Le Premier ministre Abdallah Hamdok l’a répété dimanche, après la signature des accords de Juba. L’une de ses tâches les plus importantes est désormais de trouver un terrain d’entente avec l’importante rébellion d’Abdelaziz al-Hilu, avec qui des discussions sont déjà bien engagées. Mais aussi avec celle du Darfouri Abdelwahid el-Nur, toujours réfractaire.

Le vœu du Premier ministre soudanais a été publiquement partagé par le chef de la mission conjointe ONU-UA au Darfour, le Sud-Africain Jeremiah Mamabolo, au nom du secrétaire général de l’ONU, Antonio Gutteres. Et par les chancelleries occidentales, qui savent qu’un accord de paix partiel serait précaire.
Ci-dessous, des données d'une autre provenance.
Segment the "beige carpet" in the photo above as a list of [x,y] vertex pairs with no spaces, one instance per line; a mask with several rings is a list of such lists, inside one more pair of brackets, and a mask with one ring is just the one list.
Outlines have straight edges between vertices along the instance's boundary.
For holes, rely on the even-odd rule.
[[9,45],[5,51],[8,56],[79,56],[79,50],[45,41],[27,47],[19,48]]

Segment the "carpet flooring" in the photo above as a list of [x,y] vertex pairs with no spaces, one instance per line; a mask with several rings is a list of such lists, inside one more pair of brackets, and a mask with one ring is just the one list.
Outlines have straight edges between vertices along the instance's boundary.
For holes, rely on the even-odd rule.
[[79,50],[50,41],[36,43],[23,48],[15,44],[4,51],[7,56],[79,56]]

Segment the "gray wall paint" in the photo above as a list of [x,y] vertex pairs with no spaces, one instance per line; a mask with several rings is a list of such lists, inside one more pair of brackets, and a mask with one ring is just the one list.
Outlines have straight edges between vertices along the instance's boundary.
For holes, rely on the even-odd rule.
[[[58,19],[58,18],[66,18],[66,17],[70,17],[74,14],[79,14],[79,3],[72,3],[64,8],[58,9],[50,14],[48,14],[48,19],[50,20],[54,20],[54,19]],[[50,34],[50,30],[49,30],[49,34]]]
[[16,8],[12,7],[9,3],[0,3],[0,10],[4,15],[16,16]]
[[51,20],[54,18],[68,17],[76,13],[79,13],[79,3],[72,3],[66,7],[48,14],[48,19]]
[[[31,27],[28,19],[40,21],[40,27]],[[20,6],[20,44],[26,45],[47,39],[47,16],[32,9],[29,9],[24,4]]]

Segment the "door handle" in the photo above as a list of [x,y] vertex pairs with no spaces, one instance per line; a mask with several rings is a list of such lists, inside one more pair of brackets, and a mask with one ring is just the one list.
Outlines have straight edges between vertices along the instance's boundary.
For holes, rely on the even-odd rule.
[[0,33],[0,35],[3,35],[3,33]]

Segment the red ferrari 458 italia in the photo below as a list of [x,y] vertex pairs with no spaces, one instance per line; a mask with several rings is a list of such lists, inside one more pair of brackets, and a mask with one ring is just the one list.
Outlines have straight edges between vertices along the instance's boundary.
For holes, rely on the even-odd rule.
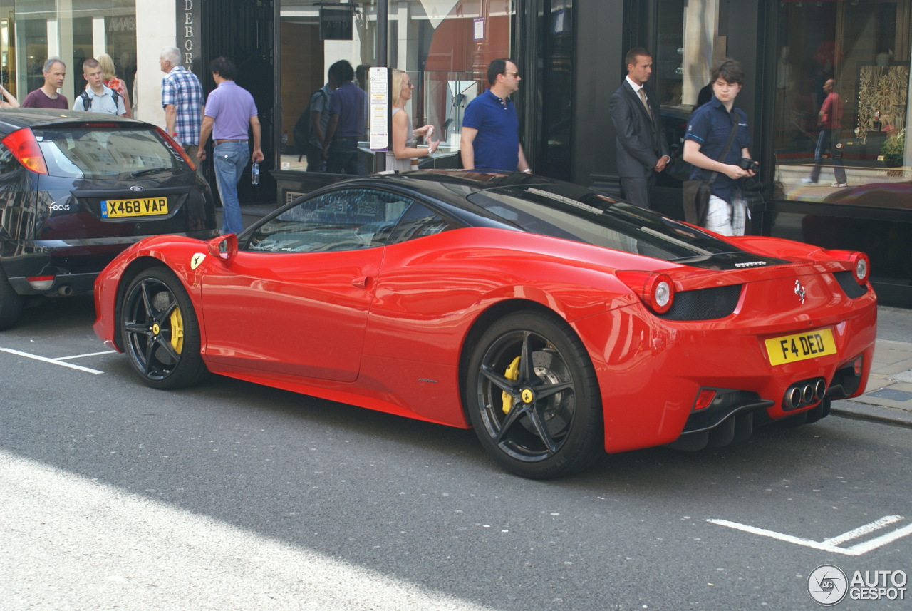
[[870,371],[868,271],[539,176],[415,171],[143,240],[98,277],[95,331],[154,388],[212,372],[472,427],[549,478],[826,416]]

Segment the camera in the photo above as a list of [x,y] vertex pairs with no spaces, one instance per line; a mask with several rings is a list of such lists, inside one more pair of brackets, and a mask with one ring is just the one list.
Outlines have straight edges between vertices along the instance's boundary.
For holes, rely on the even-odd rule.
[[757,171],[757,169],[760,168],[760,164],[752,159],[742,157],[741,161],[738,161],[738,167],[741,170],[747,170],[748,171]]

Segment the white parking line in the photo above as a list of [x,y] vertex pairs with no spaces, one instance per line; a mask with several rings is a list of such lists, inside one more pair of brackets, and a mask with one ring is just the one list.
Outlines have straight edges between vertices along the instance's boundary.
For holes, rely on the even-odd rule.
[[78,365],[73,365],[72,363],[67,363],[66,360],[69,358],[82,358],[83,357],[95,357],[98,355],[110,354],[114,350],[105,350],[104,352],[93,352],[91,354],[76,355],[75,357],[60,357],[59,358],[47,358],[47,357],[39,357],[37,355],[28,354],[27,352],[20,352],[19,350],[14,350],[13,348],[0,348],[3,352],[8,352],[9,354],[16,355],[18,357],[25,357],[26,358],[34,358],[35,360],[39,360],[44,363],[51,363],[53,365],[59,365],[60,367],[69,368],[70,369],[77,369],[78,371],[85,371],[86,373],[94,373],[96,375],[99,373],[104,373],[104,371],[98,371],[98,369],[92,369],[88,367],[80,367]]
[[832,552],[833,554],[842,554],[844,555],[860,556],[861,554],[866,554],[871,550],[877,549],[878,547],[892,543],[896,539],[901,539],[902,537],[912,534],[912,524],[907,524],[902,528],[897,528],[895,531],[882,534],[879,537],[871,539],[870,541],[865,541],[856,545],[853,545],[852,547],[839,547],[838,544],[851,541],[852,539],[857,539],[860,536],[880,530],[885,526],[896,523],[903,519],[904,518],[901,515],[887,515],[879,520],[876,520],[869,524],[854,528],[848,533],[844,533],[843,534],[831,537],[825,541],[802,539],[801,537],[793,536],[791,534],[776,533],[775,531],[768,531],[765,528],[757,528],[756,526],[749,526],[737,522],[729,522],[728,520],[707,520],[707,522],[719,524],[720,526],[728,526],[729,528],[734,528],[745,533],[751,533],[751,534],[760,534],[764,537],[784,541],[785,543],[803,545],[804,547],[811,547],[815,550]]

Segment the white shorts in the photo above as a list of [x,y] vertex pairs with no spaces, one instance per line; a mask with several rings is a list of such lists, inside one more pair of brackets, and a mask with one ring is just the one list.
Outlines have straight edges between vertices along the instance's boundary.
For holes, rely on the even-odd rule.
[[706,224],[703,226],[722,235],[744,235],[746,212],[744,200],[740,197],[729,203],[720,197],[710,195]]

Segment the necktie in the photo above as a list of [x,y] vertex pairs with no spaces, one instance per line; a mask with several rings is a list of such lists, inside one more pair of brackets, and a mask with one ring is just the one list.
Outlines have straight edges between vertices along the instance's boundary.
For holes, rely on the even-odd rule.
[[639,98],[643,100],[643,106],[646,107],[646,114],[649,115],[649,119],[652,119],[652,111],[649,110],[649,104],[646,101],[646,91],[643,91],[643,88],[639,88],[638,93]]

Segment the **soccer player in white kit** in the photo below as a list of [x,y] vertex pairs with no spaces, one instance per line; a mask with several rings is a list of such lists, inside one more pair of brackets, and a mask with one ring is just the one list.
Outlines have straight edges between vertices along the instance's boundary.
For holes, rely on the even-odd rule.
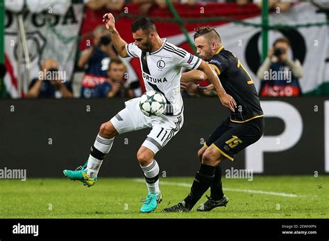
[[162,200],[159,188],[159,166],[155,154],[175,136],[184,122],[183,104],[180,95],[181,68],[199,69],[209,77],[222,104],[234,111],[234,99],[223,89],[217,75],[208,64],[199,57],[161,39],[155,24],[149,18],[142,17],[131,26],[134,43],[127,44],[115,28],[111,13],[103,16],[106,28],[117,52],[122,57],[139,57],[146,91],[161,92],[167,100],[167,109],[159,116],[148,117],[140,109],[140,98],[125,102],[126,107],[101,125],[99,133],[86,165],[76,170],[64,170],[72,180],[79,180],[88,187],[97,180],[97,174],[105,156],[109,153],[115,136],[122,133],[152,128],[137,153],[137,159],[144,172],[149,193],[140,208],[142,213],[155,210]]

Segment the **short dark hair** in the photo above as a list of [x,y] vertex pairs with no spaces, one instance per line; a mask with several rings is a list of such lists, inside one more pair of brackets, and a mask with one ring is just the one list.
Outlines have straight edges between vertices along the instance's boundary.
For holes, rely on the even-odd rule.
[[143,32],[149,33],[151,32],[156,32],[155,23],[149,17],[143,17],[131,24],[131,31],[135,33],[137,30],[142,29]]
[[276,41],[274,41],[274,42],[273,43],[273,46],[274,47],[276,44],[280,42],[286,43],[287,44],[288,44],[288,46],[290,46],[290,42],[288,40],[288,39],[285,37],[279,37],[278,39],[276,39]]
[[219,39],[219,41],[221,42],[221,36],[219,36],[219,34],[217,33],[217,31],[216,31],[216,29],[214,28],[209,26],[198,27],[196,28],[194,28],[194,31],[195,33],[193,36],[194,39],[198,37],[202,36],[208,33],[214,33],[215,35]]
[[110,62],[110,64],[108,64],[108,70],[111,69],[112,64],[123,64],[126,66],[126,65],[124,64],[124,62],[121,60],[119,59],[114,59],[114,60],[111,60],[111,62]]

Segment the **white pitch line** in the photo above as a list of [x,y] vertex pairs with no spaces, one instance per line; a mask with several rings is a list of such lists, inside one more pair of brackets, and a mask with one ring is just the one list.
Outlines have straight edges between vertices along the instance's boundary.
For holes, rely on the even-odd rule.
[[[144,179],[134,179],[134,181],[137,182],[145,182]],[[192,184],[186,184],[183,182],[169,182],[161,181],[161,185],[167,186],[182,186],[184,188],[190,188]],[[290,194],[285,193],[275,193],[275,192],[267,192],[260,190],[251,190],[251,189],[239,189],[239,188],[223,188],[223,190],[228,190],[231,192],[239,192],[239,193],[257,193],[257,194],[264,194],[267,195],[273,195],[273,196],[281,196],[281,197],[297,197],[298,195],[296,194]]]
De fait, une délégation des Forces pour la liberté et le changement, la composante civile ayant conduit la révolution et partageant le pouvoir avec les militaires, a rencontré al-Hilu à Juba dès dimanche. Des pourparlers formels devraient commencer fin octobre, selon le médiateur sud-soudanais. D’après une source diplomatique, ils travaillent sur l’établissement d’un mécanisme visant à lever les obstacles pour une négociation globale, incluant d’autres acteurs. Sous-entendu : faisant aussi une place pour Abdelwahid el-Nur et son mouvement.

Car c’est là l’obstacle principal. El-Nur refuse toujours toute discussion avec Khartoum, sans que la situation sur le terrain n’ait changé. Quitte à se mettre en difficulté dans ses propres rangs, où les signes de dissidence se sont multipliés ces derniers mois.